All Saints' Church, Bow Brickhill is a Grade II* listed parish church in the Church of England in Bow Brickhill, Buckinghamshire, to the south-east of Milton Keynes.

==History==
First mentioned in 1185, a major renovation occurred in the 15th century.

Having become greatly dilapidated, the church is said to have been disused for nearly 150 years; but was restored through the munificence and exertions of Browne Willis, the antiquary, who, in 1756, promoted a subscription for that purpose. In 1834, by a re-arrangement of the interior, 175 additional sittings were obtained.

It was used during the Napoleonic Wars as a telegraph station.

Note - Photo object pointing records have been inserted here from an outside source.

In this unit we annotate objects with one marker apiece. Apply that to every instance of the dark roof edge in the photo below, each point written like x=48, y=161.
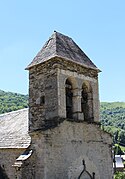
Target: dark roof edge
x=29, y=67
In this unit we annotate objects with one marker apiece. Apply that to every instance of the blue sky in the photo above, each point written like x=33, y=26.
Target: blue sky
x=97, y=26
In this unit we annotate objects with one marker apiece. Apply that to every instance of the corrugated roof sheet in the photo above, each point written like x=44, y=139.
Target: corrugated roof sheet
x=62, y=46
x=14, y=129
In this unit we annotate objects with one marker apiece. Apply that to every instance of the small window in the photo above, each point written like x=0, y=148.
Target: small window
x=69, y=103
x=42, y=100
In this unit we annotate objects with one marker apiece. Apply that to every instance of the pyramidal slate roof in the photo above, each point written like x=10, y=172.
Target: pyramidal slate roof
x=64, y=47
x=14, y=129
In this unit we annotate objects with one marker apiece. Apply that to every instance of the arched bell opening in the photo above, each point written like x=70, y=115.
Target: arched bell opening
x=69, y=99
x=87, y=102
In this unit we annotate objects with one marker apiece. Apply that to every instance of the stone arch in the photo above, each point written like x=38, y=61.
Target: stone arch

==Architecture and fittings==
The component parts are a nave with side aisles, and a south porch, a chancel, and a west embattled tower, in which are four bells. The bells are unringable as of 2023. The whole is a good specimen of Perpendicular work, without the least mixture of any other style, or the introduction of modern windows; the latter are nearly all square-headed. Three arches on each side divide the nave from the aisles. The central cross beam of the roof bears the date of 1630. There is a piscina in the south aisle. The carved oak pulpit was brought from the old church at Buckingham, upon the erection of the modern edifice. The font is octagonal in form, and on the pedestal supporting it, are four eagles displayed. The compartments are decorated with quatrefoils and foliage; and one of them has a shield with two Roman T's impaled in relievo. The chancel is plain, with open wood ceiling. Beneath the chancel arch is an oak screen. On the north side is a mural tablet of black marble to the memory of the Rev. William Watson.

==Parish status==
The church is in a joint parish with:
- St Mary the Virgin's Church, Great Brickhill
- St Mary Magdalene's Church, Little Brickhill
- St Luke's Church, Stoke Hammond

==Organ==
The pipe organ was installed by Kirkland but is no longer present in the church.